Related: Wall Street’s tokenization boom has a liquidity problem: Axis CEO

Putiatin said the complexity of modern DeFi makes it nearly impossible for ordinary users to know where their risk actually sits. “Do your own research doesn’t work anymore,” he said. “It hasn’t been working for a really long time.”

He explained that the system has become too interconnected and complex to trace. 

For example, when a user deposits Ether (ETH) to earn yield while never touching any other token, they can still get hit by a breach on a bridge connected to a token they’ve never even heard of. 

Do your own research, or DYOR, is an industry mantra born in the early days of Bitcoin, when protocols were simple enough that a user could read a whitepaper and make an informed decision. 

Today, with smart contracts running up to tens of thousands of lines of code, protocols layered on top of one another, and new services and tokens launching at breakneck speed, that expectation has become almost impossible to meet.

“I’m not ever expecting people that just want to invest their money to ever figure out every part of the stack themselves,” Putiatin said.

“I’m not going to spend the next two years of my life trying to figure out how to get a 6% yield,” he added, claiming that traditional finance alternatives are close enough in return that the DeFi’s security risk rarely makes sense for most investors.

A shrinking premium for an unquantifiable risk

Tether (USDT), the world’s largest stablecoin, offers a supply APY of 2.74% on Aave’s Ethereum market, the biggest DeFi lending protocol. That’s below the 3.57% available on a three-month US Treasury bill. Circle’s USDC (USDC) fares better at 4.14%.

Supply and borrow APY on Aave’s Ethereum market. Source: Aave

Related: Why stablecoins and SWIFT may have to coexist

Putiatin said institutions see this clearly, even if they struggle to quantify it precisely. The problem is that institutions have no reliable framework for pricing the hack risk sitting underneath them. 

“They can’t price risk properly,” he said. “So they discount the yield we provide by a lot.”

DeFi yields have compressed as the market has matured, eroding the premium that once justified the risk. 

At the same time, the hacks have not slowed down. For investors used to underwriting risk with actuarial precision, shrinking upside and unquantifiable downside is a hard sell.

The cost of DeFi’s seat at the table

Putiatin’s benchmark for when DeFi has genuinely turned a corner is an onchain insurance system capable of underwriting hack risk across the entire ecosystem and pricing it with the kind of actuarial precision that institutions require.

“When we have circuit breakers, curators that can do due diligence, and a framework for that — we will get the fourth one that we desperately need as an industry,” he said. “We will get insurance.”

DeFi has lost over $7.76 billion to exploits, according to DeFiLlama data tracing back to 2016. Though DeFi insurance providers exist, their capacity remains too small to backstop anything approaching institutional scale.

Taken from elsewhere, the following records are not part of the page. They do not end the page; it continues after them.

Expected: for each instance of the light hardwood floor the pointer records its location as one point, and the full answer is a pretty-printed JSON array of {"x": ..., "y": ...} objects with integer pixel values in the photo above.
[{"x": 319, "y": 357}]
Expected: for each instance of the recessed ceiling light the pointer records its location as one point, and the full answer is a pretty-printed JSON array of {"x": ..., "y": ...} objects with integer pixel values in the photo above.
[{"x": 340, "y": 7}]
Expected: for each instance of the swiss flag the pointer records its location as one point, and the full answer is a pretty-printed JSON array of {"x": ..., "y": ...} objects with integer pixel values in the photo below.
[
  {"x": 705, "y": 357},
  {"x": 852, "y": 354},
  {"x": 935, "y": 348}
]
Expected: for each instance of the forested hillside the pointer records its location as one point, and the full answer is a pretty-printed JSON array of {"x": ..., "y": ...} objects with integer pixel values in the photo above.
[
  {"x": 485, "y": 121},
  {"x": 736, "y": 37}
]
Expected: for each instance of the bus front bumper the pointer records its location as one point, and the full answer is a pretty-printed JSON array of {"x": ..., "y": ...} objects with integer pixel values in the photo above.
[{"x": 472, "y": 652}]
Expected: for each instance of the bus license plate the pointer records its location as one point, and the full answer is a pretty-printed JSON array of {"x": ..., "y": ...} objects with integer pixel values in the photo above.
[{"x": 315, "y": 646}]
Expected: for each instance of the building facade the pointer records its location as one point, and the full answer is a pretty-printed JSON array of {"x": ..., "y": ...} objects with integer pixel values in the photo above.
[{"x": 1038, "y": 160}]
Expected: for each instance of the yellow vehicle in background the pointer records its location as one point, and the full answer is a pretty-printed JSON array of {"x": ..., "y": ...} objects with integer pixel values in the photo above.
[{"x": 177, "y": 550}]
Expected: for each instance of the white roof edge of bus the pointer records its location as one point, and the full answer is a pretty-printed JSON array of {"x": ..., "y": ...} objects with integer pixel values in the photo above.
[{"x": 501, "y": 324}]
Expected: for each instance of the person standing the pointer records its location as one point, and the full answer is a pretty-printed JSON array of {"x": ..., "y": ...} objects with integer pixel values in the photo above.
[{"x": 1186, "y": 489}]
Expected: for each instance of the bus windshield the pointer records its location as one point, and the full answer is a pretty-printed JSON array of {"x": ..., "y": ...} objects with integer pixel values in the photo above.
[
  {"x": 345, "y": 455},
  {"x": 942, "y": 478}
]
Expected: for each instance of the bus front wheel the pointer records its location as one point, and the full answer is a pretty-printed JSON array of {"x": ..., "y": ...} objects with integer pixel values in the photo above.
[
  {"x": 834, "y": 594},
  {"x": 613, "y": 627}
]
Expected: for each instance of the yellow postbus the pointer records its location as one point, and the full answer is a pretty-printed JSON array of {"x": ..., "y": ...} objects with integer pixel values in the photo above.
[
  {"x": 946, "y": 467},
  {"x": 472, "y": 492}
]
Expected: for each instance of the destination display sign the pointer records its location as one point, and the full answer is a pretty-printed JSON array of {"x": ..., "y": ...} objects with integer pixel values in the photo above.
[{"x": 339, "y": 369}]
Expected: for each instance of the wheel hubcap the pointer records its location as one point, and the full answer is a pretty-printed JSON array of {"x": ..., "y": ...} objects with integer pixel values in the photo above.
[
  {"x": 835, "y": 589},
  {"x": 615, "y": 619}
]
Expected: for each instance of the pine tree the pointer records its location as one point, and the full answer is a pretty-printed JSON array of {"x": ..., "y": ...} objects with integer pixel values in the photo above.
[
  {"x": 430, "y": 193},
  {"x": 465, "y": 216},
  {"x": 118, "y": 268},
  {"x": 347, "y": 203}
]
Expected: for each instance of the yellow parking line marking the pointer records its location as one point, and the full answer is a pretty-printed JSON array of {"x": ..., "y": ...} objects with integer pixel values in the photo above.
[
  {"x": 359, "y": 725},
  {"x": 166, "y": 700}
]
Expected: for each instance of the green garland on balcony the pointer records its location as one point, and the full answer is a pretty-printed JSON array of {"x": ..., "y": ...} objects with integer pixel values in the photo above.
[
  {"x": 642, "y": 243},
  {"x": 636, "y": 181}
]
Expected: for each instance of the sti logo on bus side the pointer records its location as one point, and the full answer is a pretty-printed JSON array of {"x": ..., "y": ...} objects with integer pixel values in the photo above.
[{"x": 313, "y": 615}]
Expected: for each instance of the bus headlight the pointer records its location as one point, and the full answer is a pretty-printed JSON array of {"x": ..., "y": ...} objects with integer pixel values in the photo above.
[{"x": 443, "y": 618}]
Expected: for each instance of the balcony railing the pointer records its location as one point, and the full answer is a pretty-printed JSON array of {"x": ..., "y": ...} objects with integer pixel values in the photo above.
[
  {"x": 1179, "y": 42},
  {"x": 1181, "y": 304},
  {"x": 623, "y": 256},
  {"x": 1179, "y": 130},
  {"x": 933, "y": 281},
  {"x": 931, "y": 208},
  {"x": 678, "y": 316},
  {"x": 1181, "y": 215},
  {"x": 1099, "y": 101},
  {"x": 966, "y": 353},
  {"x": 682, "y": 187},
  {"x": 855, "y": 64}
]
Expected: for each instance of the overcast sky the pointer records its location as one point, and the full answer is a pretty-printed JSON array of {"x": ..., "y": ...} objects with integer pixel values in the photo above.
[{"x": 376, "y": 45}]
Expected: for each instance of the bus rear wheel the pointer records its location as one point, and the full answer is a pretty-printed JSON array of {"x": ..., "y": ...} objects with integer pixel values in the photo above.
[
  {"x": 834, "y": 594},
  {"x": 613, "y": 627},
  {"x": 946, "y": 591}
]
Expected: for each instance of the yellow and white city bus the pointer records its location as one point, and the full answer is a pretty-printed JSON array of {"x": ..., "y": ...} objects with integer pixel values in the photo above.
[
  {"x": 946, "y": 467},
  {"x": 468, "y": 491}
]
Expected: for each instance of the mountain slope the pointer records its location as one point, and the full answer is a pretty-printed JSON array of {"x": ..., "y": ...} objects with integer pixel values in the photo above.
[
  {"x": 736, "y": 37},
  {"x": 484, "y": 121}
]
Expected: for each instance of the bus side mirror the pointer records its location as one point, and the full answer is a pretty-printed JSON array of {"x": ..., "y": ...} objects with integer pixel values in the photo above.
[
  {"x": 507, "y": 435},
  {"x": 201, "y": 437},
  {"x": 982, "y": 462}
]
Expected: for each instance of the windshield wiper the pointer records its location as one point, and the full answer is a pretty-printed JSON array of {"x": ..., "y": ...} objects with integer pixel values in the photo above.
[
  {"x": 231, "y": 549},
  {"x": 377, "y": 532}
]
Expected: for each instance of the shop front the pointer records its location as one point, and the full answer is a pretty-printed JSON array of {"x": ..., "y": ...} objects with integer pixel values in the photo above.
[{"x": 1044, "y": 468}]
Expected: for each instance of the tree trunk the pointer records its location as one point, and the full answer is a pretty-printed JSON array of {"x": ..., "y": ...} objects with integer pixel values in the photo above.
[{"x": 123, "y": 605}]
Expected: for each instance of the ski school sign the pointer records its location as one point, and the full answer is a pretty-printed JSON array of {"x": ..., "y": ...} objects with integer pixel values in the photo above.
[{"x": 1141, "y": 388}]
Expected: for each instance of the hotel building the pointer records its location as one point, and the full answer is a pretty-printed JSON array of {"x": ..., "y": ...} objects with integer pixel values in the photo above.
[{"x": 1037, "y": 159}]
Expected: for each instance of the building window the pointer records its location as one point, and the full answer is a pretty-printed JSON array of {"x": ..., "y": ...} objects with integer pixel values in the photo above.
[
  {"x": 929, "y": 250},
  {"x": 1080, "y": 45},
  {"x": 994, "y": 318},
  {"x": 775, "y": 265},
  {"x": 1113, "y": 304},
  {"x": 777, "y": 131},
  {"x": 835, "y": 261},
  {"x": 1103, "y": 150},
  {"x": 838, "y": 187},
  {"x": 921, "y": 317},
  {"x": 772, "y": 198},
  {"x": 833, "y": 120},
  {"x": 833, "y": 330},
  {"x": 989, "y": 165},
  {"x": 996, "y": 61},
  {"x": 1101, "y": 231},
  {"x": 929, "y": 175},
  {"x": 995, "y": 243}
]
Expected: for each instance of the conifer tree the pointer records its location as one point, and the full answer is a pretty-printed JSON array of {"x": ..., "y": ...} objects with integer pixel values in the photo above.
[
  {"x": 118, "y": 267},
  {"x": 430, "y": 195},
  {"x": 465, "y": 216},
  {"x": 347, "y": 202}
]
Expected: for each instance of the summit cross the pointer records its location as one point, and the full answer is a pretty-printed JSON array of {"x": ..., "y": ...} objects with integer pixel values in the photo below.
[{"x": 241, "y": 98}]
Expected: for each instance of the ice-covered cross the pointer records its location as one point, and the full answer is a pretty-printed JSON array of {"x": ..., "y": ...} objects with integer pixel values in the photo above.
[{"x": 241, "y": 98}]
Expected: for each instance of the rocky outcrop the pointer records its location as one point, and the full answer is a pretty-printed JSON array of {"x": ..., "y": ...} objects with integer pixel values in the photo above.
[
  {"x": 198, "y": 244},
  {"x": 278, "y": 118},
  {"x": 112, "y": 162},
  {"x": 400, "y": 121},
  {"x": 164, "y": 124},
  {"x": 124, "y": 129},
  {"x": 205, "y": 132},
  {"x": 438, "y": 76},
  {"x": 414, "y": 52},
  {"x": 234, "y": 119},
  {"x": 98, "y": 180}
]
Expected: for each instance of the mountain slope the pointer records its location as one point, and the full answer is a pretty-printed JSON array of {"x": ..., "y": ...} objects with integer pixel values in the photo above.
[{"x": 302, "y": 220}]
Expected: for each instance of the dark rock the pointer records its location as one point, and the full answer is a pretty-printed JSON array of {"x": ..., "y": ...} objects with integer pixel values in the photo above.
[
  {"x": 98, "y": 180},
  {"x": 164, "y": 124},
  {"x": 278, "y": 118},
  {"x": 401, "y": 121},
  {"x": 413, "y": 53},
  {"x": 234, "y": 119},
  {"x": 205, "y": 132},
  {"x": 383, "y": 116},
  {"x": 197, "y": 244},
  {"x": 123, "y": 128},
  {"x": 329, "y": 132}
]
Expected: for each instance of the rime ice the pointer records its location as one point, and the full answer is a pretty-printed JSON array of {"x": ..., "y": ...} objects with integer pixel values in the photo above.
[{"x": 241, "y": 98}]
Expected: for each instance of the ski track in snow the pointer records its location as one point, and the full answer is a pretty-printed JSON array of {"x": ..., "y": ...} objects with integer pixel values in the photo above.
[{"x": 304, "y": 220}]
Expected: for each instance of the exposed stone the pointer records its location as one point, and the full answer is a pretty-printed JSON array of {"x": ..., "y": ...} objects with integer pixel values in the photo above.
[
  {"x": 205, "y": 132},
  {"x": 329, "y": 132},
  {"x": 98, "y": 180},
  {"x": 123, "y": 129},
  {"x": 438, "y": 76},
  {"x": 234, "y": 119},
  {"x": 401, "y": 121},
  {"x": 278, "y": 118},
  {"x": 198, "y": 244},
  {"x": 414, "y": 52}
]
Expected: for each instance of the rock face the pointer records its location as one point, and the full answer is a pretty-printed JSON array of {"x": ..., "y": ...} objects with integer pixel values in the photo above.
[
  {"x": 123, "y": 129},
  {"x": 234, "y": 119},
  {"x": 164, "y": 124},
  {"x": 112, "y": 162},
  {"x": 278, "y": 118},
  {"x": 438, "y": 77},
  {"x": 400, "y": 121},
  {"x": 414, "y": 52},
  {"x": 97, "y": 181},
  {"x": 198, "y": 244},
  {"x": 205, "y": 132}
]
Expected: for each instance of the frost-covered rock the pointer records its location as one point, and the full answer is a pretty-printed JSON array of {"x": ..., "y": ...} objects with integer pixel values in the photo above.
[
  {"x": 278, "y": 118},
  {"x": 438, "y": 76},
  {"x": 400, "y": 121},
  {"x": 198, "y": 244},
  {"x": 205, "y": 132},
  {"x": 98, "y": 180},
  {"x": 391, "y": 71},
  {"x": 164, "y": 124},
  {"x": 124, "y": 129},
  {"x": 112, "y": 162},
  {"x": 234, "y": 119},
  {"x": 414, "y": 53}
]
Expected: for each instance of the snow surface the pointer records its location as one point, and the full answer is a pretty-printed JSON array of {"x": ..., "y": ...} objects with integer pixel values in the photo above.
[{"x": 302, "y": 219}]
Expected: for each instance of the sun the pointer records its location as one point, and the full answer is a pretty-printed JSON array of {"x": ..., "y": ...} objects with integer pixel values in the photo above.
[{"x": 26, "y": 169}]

Without that infrastructure, institutions that do come in will do so on their own terms, demanding full know-your-customer checks, custodial controls and tokens that can be frozen at any time.

The open, permissionless architecture that made DeFi worth building gets stripped to satisfy compliance requirements.

“All of the benefits that we have as an industry, they kind of go away,” he said. “Blockchain becomes just a database.”

It is an outcome Putiatin finds more troubling than the hacks themselves. The hacks, at least, are a problem the industry can work on. A version of DeFi that institutions have hollowed out to make it safe enough for their mandates is a surrender of everything the technology was supposed to change.